An alternative approach to examining individual markers is to focus on associations of marker haplotypes with disease phenotype, which is advocated by population geneticists (Haiti & Clark (1997) Principles of Population Genetics, Sinauer Assoc, Inc., Sunderland, MA; Drysdale et al. (2000) Proc. Natl. Acad. Sci. U.S.A. 97:10483-10488). Using a haplotype-based approach has two advantages. First, haplotypes are conserved across short distances over the evolutionary time-scale (Drysdale et al. (2000) Proc. Natl. Acad. Sci. U.S.A. 97:10483-10488; International Human Genome Sequencing Consortium (2001) Nature 409:860-921; Gabriel et al. (2002) Science 296:2225-2229). Consequently, in many regions the number of common haplotypes comprising multiple markers in the population is much smaller than the theoretical number of possible combinatorial haplotypes. Because of this greatly reduced dimensionality, the approach of using haplotypes is expected to be more efficient than logistic regression analysis which treats markers as individual covariates. Second, some phenotypes are associated with haplotypes, rather than with any individual marker within the haplotype. For example, Hallman and co-workers noted a haplotype association of lipoprotein lipase with coronary heart diseases (Hallman et al. (1999) Ann. Hum. Genet. 63:499-510), but no association was evident with individual SNPs. The traditional method to associate haplotypes with a trait is to collect genotype data from both parents, and to compare individual marker alleles with the father's and mother's marker alleles, to determine phase of marker alleles (Wijsman (1987) Am. J. Hum. Genet. 41 :356-373). However, gathering parental biological samples and genotyping them, even if possible, is difficult to implement in large case-control studies. Alternatively it is possible to haplotype multiple markers experimentally (Weston et al. (1992) Cancer Epidemiology, Biomarkers & Prevention 1:481-483; Green et al. (1998) The Human Genome Project and Its Impact on the Study of Human Disease, The Genetic Basis of Human Cancer, McGraw-Hll, Health Professions Division, NY). For example, one may dissect out a single chromosome, and then genotype multiple marker alleles from the single chromosome. Without a biotechnological breakthrough, such direct biochemical phase resolution methods remain extremely costly.
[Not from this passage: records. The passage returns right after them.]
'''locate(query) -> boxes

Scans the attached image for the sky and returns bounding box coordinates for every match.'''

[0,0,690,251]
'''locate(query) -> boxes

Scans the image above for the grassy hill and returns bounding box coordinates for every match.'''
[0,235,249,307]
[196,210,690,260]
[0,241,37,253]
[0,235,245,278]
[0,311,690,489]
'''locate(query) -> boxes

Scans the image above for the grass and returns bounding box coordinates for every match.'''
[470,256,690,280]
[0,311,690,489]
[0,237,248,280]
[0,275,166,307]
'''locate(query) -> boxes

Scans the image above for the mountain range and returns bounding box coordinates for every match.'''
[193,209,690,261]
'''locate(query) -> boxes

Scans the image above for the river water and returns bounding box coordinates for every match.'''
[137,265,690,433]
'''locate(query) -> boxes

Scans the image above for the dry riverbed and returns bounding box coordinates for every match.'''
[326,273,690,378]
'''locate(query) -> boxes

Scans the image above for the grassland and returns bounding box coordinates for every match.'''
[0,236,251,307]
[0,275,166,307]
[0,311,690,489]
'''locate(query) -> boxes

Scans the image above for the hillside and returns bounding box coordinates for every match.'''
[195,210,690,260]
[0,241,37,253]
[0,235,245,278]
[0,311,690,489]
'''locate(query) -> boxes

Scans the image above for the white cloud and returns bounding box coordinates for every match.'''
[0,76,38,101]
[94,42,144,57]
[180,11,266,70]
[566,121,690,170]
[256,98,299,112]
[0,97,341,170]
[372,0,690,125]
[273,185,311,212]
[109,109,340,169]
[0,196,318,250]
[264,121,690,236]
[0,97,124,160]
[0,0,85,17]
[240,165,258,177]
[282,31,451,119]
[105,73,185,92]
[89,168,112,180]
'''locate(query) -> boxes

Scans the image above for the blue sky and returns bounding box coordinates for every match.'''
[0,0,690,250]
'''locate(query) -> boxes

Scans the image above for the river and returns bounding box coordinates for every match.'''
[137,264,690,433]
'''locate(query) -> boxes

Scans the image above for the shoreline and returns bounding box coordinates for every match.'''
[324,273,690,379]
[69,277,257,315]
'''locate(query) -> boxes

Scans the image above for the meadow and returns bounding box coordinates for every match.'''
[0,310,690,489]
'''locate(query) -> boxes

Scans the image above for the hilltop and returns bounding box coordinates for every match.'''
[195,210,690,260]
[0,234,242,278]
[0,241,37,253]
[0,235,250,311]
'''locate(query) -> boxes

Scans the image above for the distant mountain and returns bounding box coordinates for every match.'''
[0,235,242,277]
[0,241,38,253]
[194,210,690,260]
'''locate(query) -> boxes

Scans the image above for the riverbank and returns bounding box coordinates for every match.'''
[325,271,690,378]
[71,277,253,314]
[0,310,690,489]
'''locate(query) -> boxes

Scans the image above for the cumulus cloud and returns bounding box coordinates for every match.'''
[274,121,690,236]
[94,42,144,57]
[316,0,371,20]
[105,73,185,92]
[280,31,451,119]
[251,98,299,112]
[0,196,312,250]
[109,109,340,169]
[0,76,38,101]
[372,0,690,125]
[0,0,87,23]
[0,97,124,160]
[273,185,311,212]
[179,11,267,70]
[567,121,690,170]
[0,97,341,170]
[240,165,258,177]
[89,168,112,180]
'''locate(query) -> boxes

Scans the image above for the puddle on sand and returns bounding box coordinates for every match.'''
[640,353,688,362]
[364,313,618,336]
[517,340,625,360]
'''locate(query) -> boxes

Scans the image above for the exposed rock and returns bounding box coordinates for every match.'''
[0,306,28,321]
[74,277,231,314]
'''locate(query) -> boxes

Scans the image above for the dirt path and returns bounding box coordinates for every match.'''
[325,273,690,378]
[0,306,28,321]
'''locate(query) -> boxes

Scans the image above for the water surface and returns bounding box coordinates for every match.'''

Without relying on experimental methods or on parental data, another class of methods infers haplotypes from multiple markers. Unambiguous haplotypes among cases and controls are identified, ignoring remainder haplotypes (Haviland et al. (1995) Ann. Hum. Genet. 59:211-231). As expected, ignoring partially informative haplotypes implies a loss of efficiency, and this difficulty becomes more significant as the number of sites assayed increases. Typically, such a method is applicable to at the most three or four markers. To incoφorate partially observed haplotypes, another method is to infer haplotypes based upon empirical distributions, tolerating a degree of misclassification error (Hallman et al. (1999) Ann. Hum. Genet. 63:499-510). However, misclassification errors may bias the results. Recently, Stephens and co-workers (2001) have proposed a Markov Chain-Monte Carlo (MCMC) method to construct haplotypes (Stephens et al. (2001) Amer. J. Hum. Genet. 68:978-989). Of course, the computational burden associated with MCMC is significant, and may become prohibitive when dealing with a large number of cases and controls.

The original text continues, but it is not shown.